The sand stretched out as far as he could see, in all directions. He could see no hint of civilisation, only heat waves distorting the dry distant dunes and even drier dire hopes. He fell to his knees and sunk into the sand. He looked around, his face caked with sand and his lips cracked and bleeding. A slight gust of wind kicked up some sand into his eyes, and rustled his unbuttoned Aloha shirt. He cursed and rubbed the sand out of his eyes, which were constantly red lately and used up precious hydration by watering more than he thought necessary. Once his eyes were mostly clear; he took off his sandals and tried to brush the sand off of them and his feet. A futile task, but at least it keeps me busy he thought.
How did I end up in this mess? He wondered once again. No matter how many times he thought it over, it just never made sense. He had been on holiday, that much he remembered. He had been on his way to the beach, and his daughter had been so excited about the sand. He didn’t know how long he had been here – time quickly came to mean nothing – but he still missed her desperately. Maybe she would’ve appreciated this sand? He thought, uttering a short, bitter laugh. He shook her from his mind and tried to think of what happened next. They made it to the beach, and he got out the car. When he turned around to close the door there was nothing but sand, and when he looked the other way there was only more of the same. Nothing but the view he soon became very accustomed to. It made no sense, but that’s what happened. He was about to enjoy a day out at the beach with his daughter, and then he was here.
She had stayed on his mind every minute, and for a long while he looked for her. He shouted her name until he could no longer talk, and walked until his feet blistered and bled, but he never found even a hint of her or anyone else. Just sand. Laura was only 12, and this was their first holiday since her mother… He shook that out of his head too, that was the last thing he needed to think about. He had to focus, prioritise. Stay alive; find Laura; find a way out of here (wherever here is); get a cold drink. He couldn’t give up, and looking for relief from the sun was pointless – as far as he could tell, it never set. It just sat in the sky and watched him, bigger than he ever remembered. So he got up, and started walking again.
When the flash first caught his eye he dismissed it, his eyes had played plenty of tricks on him since he arrived. The second time he saw it he stopped, the tricks generally didn’t repeat like this. It even came from around the same place. He stayed in place, and waited for it to happen again. After a few minutes; he was about to carry on walking, but then an idea struck him. He started walked backwards, watching the area it came from. There! It happened again! He walked forward this time, and again it flashed!
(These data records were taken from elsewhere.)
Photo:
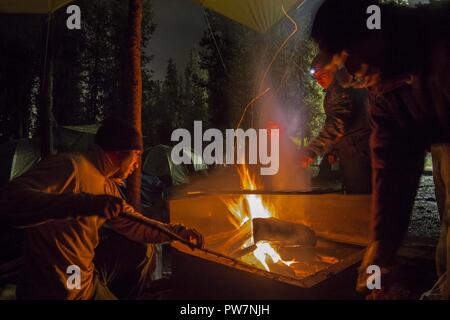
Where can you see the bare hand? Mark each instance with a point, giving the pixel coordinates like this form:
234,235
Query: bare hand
190,235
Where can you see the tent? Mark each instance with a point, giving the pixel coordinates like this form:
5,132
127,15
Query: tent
157,161
259,15
18,156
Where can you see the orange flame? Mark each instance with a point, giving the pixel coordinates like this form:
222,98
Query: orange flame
250,206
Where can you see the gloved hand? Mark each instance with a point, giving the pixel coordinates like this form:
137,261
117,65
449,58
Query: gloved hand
103,205
190,235
307,157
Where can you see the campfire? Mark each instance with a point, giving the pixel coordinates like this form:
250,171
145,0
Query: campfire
280,244
242,212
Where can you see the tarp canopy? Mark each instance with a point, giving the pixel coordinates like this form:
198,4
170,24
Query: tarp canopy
31,6
158,162
259,15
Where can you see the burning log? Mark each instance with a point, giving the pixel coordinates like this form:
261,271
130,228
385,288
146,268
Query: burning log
289,233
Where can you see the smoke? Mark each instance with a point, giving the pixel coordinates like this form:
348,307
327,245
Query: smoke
291,176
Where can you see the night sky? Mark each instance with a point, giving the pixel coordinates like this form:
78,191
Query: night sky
179,27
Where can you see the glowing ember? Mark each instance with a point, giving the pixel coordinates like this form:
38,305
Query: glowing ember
251,206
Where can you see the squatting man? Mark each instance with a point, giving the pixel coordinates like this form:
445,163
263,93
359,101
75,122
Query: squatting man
63,202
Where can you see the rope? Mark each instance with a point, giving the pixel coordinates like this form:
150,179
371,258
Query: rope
205,15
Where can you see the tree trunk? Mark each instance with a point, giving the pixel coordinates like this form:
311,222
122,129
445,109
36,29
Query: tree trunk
133,89
46,94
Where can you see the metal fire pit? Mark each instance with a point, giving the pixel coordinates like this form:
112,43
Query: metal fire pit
340,221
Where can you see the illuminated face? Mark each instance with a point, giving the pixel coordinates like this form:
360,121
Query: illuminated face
324,77
127,162
364,76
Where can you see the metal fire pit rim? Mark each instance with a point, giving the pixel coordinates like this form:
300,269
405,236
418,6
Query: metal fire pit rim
307,282
200,193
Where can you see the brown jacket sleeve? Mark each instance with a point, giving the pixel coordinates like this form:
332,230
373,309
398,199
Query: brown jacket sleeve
45,192
136,231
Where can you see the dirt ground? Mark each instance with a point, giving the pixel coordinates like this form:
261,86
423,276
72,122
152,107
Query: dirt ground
425,218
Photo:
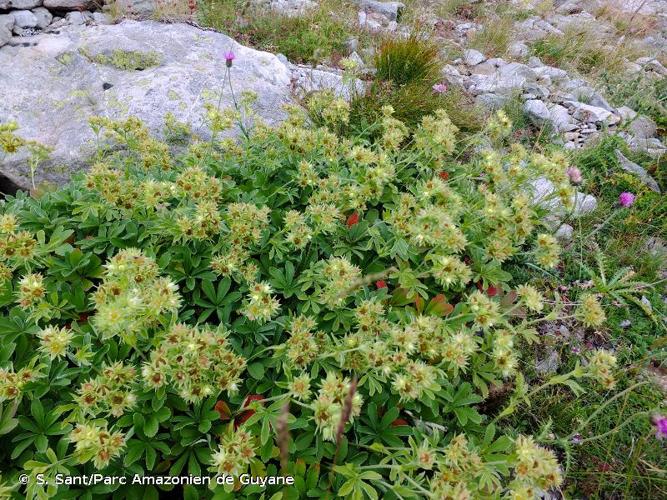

This couldn’t be a trick, this was real! He cracked a crooked smile, opening a few new bleeding sores on his lips, and took off running in the direction of the flash.
By the time he reached it he was out of breath, and his feet were bleeding again. It came from here, he was sure. Yet he saw nothing, and despair and panic shot through him, and knocked the wind from his already breathless lungs. He fell to his knees again, but he didn’t think he would have the strength to get up this time. This antique land had claimed him, it had won. He just could not go on. He collapsed onto the sands completely, and rolled onto his back. He stared up at the barren blue sky; there wasn’t even a bird to be seen. This place bests everything, he thought. I was stupid to think I could get out of here. Then he felt the thing digging into the back of his head. He barely registered it, but it was there. He slowly sat up, and looked at where his head had been. Suddenly he lit up, it was metal! A piece of metal out here, there must be people! They could help him, give him water and shelter! He sat up on his knees, and started dusting away the sand around it. It was small, maybe a bracelet. Anything would give him hope though. He pulled at it, gently at first, and then a little rougher when it didn’t give way. After some rough tugging, he pulled it out and sent sand flying. He shielded his eyes from the sand, and then inspected his prize. It looked like a necklace, with a plain piece of metal in the centre. It metal didn’t feel smooth though, perhaps it had writing? He brushed the sand off of it, and saw the words clearly. The despair came back, stronger than ever. His eyes stung from another attempt to cry, and his vision blurred. He sat there for a few minutes, staring at the necklace in his hands. He slowly came back to focus, and finally noticed that his tugging had unearthed something that made him feel sick. He saw the few bleached bones sitting in front of him, in the shape of a neck and the underside of a jaw. He looked at the necklace again, and fell back down to the ground; beside the bones. He couldn’t bring himself to look at the necklace again, and he already knew what it said off by heart. He had had it written, after all.
“Laura,” it said in bold, neat calligraphy.
“Our dearest,” underneath, in small elegant lettering.